Preciso falar sobre ela.



Ela é de câncer, é morena,
tem o sorriso mais lindo desse mundo,
que só fica evidente quando acorda cedinho,
me olha, sorri e volta a dormir.
Eu fico a noite inteira acordado,
faço contas com as moedas do meu bolso,
pra sonhar em quantos anos suados vou poder
te levar pra nossa casa, com aquela mesa de jantar
rustica do jeito que você gosta, com uma penteadeira
bem bonita, e um lugar para colocar nossas fotos.
Ter um hamster e um cachorro? Ou só um hamster?
Eu não sei, pelas minhas moedas, só um ratinho mesmo.
Nunca planejei mais do que um mês da minha vida,
agora me vejo enxergando uma vida inteira,
viagens que ainda faremos, os lugares que
vamos odiar, os lugares onde vamos morar,
e os que só vamos olhar pela janela do trem.
Sua mãe passa pela sala e nos olha deitados
na cama, você dormindo e eu te observando,
é tão bom ter uma segunda casa, uma segunda
família, sempre tenho medo de estar dando
trabalho demais para eles, mas família é pra atrapalhar,
não é mesmo?

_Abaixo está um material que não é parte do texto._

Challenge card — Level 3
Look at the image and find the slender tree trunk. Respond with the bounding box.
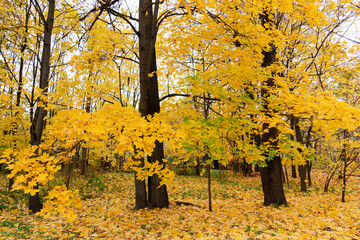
[206,164,212,212]
[29,0,55,213]
[195,157,200,176]
[291,164,297,178]
[80,96,91,176]
[292,116,307,192]
[260,12,287,206]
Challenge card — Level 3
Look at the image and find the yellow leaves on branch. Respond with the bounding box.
[48,103,175,182]
[0,147,61,195]
[40,185,82,222]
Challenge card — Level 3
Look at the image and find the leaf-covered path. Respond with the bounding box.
[0,172,360,239]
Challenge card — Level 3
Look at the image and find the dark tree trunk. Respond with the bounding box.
[241,160,252,177]
[80,147,89,176]
[298,165,307,192]
[205,163,212,212]
[213,160,220,170]
[255,164,260,172]
[291,164,297,178]
[29,0,55,213]
[80,97,91,176]
[135,173,148,209]
[292,116,307,192]
[306,161,312,187]
[135,0,169,208]
[306,125,312,187]
[195,157,201,176]
[148,141,169,208]
[260,12,287,206]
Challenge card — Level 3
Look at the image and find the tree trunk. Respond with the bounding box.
[206,164,212,212]
[80,96,91,176]
[291,116,307,192]
[80,147,89,176]
[298,165,307,192]
[195,157,200,176]
[134,173,148,209]
[135,0,169,208]
[260,12,287,206]
[29,0,55,213]
[291,164,297,178]
[148,141,169,208]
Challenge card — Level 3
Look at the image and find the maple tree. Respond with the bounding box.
[0,0,360,238]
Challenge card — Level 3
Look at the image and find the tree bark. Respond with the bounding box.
[135,0,169,208]
[291,164,297,178]
[292,116,307,192]
[260,12,287,206]
[29,0,55,213]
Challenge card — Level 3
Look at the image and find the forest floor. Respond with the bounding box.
[0,171,360,240]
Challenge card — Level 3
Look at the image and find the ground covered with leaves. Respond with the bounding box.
[0,171,360,239]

Bom, eu acho que sim.
Da ultima vez que eu nos apresentei enchi meu peito
para falar “Nós”, “Nós somos namorados!”, impactante,
ouço um “que bonitinhos!”, abro um sorriso de orelha a
orelha enquanto ela cora inteira. É tão estranho,
como eu aprendi a me desapegar de coisas bobas,
como falar “eu”, era tudo “eu” isso , “eu” aquilo,
agora somos nós, NÓS, plural, bonito, não é ? Bonitinhos.

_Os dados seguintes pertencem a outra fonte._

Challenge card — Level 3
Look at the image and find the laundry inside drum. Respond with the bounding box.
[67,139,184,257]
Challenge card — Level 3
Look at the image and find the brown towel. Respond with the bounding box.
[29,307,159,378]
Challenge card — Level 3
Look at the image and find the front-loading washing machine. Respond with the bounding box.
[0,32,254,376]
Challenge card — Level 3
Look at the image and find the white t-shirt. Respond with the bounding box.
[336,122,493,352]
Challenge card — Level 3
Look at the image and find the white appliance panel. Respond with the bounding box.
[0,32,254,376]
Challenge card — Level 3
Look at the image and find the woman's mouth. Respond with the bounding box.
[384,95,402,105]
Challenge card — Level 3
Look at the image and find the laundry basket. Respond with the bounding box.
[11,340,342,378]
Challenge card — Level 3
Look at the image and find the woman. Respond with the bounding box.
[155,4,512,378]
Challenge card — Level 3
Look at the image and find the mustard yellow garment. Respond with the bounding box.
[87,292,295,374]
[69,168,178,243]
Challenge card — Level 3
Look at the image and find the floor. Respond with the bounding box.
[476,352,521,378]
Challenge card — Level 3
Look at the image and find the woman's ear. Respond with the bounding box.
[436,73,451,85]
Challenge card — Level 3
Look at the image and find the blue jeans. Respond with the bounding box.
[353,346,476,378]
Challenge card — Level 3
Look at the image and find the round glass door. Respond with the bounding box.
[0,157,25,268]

Enquanto você dorme e de cinco em cinco minutos
me manda dormir também, eu penso no quanto você
me salvou, em quantas vezes você beijou minhas feridas
para elas sararem, em quanta paciência você tem comigo,
e no quanto você me faz bem.
Uma lagrima cai, e você acorda, fala pra mim,
 “chora não mor”, eu dou uma risada, e falo “besta”,
você sorri, e me salva novamente do mar de lagrimas
por onde navega tranquila minha felicidade.